Once he opened the floor up, it seemed despite the clear instruction at the beginning, each question was pretty personal in nature, but he was able to answer on a broader level. The people who stood to speak were infused with that yoga high I’ve become all too aquatinted with. It’s not lasting. Not like this. Once they leave the confines of their bubble, the real world often comes barreling back in to challenge their newfound liberation. I hoped they have the tools to take home to integrate, so the high can settle into a well-worn sort of bliss.

That’s what it is; integration. It may feel like transformation, and on some level it is, of course, but it is incorporating what you have come to learn to be true about you and infusing the ego-based personality everyone you know, knows. Here, your thin, pink vulnerability is protected by a shell the size of India, at home, you are raw. It’s a process with which I wish them the best.

One woman was invited onto the stage where she sobbed uncontrollably into Mooji’s lap. He very tenderly rubbed her back as she continued to wail into his microphone. His compassion was palpable, his reach wide, I too dropped into his energetic embrace.

As the woman’s sobs subsided, he began to teach from this experience. She was clear now, she got it and the rest of us could get it too. I nodded to myself but I’m not entirely sure that I did get it.

My big take-away was that this liberation – which is more allowing and letting go, than an actual attainment of freedom – is right here. It is not somewhere deep, it is not hidden in a cave or an untranslated secret scripture, but right in front of us. This is not new, nor is it news. But it bears repeating over and over and over again.

We are our own jailers. Our beliefs prevent us from being free, our perceptions and ideas about what is right and what is wrong, or what is good and what is bad, these prevent us from knowing freedom of the spirit.

it is so simple, but not so easy.

“You are not living life, you are life.”

The woman who had let it all go at the feet of her guru stayed with me.
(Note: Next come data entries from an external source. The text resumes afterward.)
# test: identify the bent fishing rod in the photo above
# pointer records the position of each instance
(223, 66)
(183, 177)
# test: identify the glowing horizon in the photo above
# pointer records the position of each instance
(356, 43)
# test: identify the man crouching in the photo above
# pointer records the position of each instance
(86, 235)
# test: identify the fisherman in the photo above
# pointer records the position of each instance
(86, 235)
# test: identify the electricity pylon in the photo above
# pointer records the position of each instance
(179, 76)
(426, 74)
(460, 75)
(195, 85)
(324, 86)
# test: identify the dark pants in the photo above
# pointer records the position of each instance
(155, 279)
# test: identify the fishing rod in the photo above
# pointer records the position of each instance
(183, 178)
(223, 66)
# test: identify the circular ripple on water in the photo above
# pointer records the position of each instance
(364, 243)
Witnessing that experience along with the other teachings left me contemplative.

When we were at last permitted to leave, I just wanted to find an empty space and sit. The exit was ordered and quiet – everyone was still observing silence – all the way through shoe retrieval and to the fence at the edge of the property.
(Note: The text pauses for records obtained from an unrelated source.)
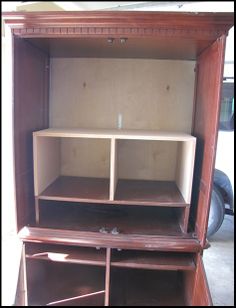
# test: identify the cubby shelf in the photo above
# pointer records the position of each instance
(114, 179)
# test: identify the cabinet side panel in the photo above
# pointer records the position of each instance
(201, 296)
(30, 114)
(205, 128)
(184, 168)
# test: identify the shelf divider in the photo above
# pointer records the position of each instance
(113, 169)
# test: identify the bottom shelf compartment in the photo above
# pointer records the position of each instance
(57, 284)
(143, 220)
(138, 287)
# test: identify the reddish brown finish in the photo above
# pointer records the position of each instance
(30, 114)
(93, 239)
(107, 277)
(49, 282)
(184, 36)
(78, 255)
(71, 188)
(135, 47)
(210, 74)
(161, 193)
(201, 296)
(152, 260)
(168, 23)
(94, 217)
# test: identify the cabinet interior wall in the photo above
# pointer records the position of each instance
(148, 93)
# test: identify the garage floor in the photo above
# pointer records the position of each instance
(219, 264)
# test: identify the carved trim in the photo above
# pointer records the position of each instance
(106, 31)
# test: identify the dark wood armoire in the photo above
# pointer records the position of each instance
(115, 131)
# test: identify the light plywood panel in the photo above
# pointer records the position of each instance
(184, 168)
(147, 160)
(149, 94)
(135, 134)
(46, 162)
(85, 157)
(113, 169)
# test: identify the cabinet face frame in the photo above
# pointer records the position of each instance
(190, 28)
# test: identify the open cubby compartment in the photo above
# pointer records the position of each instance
(141, 287)
(142, 220)
(157, 171)
(64, 284)
(67, 167)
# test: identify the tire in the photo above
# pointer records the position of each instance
(217, 211)
(223, 184)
I wanted to stay quiet. I wanted to sit in a bubble where these ideas, thoughts and challenges could bounce around me without landing, passing before my eyes and awareness for review or dismissal as I saw fit.

But this is India and quiet is a foreign concept. Just outside the gate others began sharing their experiences. I wanted them to stop talking to me. I wanted the kids to stop playing, the horns to stop beeping. I wanted quiet.
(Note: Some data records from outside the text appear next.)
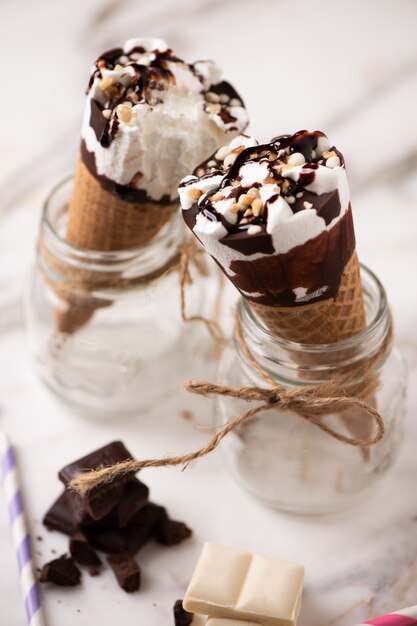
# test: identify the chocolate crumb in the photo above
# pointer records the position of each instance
(62, 572)
(187, 415)
(126, 570)
(82, 552)
(181, 616)
(170, 532)
(94, 571)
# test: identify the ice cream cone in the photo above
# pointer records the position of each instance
(277, 219)
(326, 321)
(149, 116)
(99, 220)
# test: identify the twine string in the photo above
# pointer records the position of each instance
(311, 403)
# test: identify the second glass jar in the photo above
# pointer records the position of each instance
(105, 328)
(281, 458)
But isn’t this the message from Mooji? Letting all the distractions go – they’re there, but they don’t have to be distractions. Inner calm, inner stillness is portable – yoga instructors on microphones, rafters shouting as they navigate the Ganges, burning bodies on funeral pyres down by the same river, are all transient.

What I really craved was quiet time to digest, but that was a luxury I would be denied, maybe even until I was once again on my own sofa in my own home.

So often the pearls from my travels and experiences – maybe most especially in India – are revealed to me upon review. Writing is how I process these. I wonder, on occasion, if I am embellishing the memory, making it richer, better, more to my liking. But on the whole I don’t think that’s the case. I am simply able to take the time to color all the way to the edges.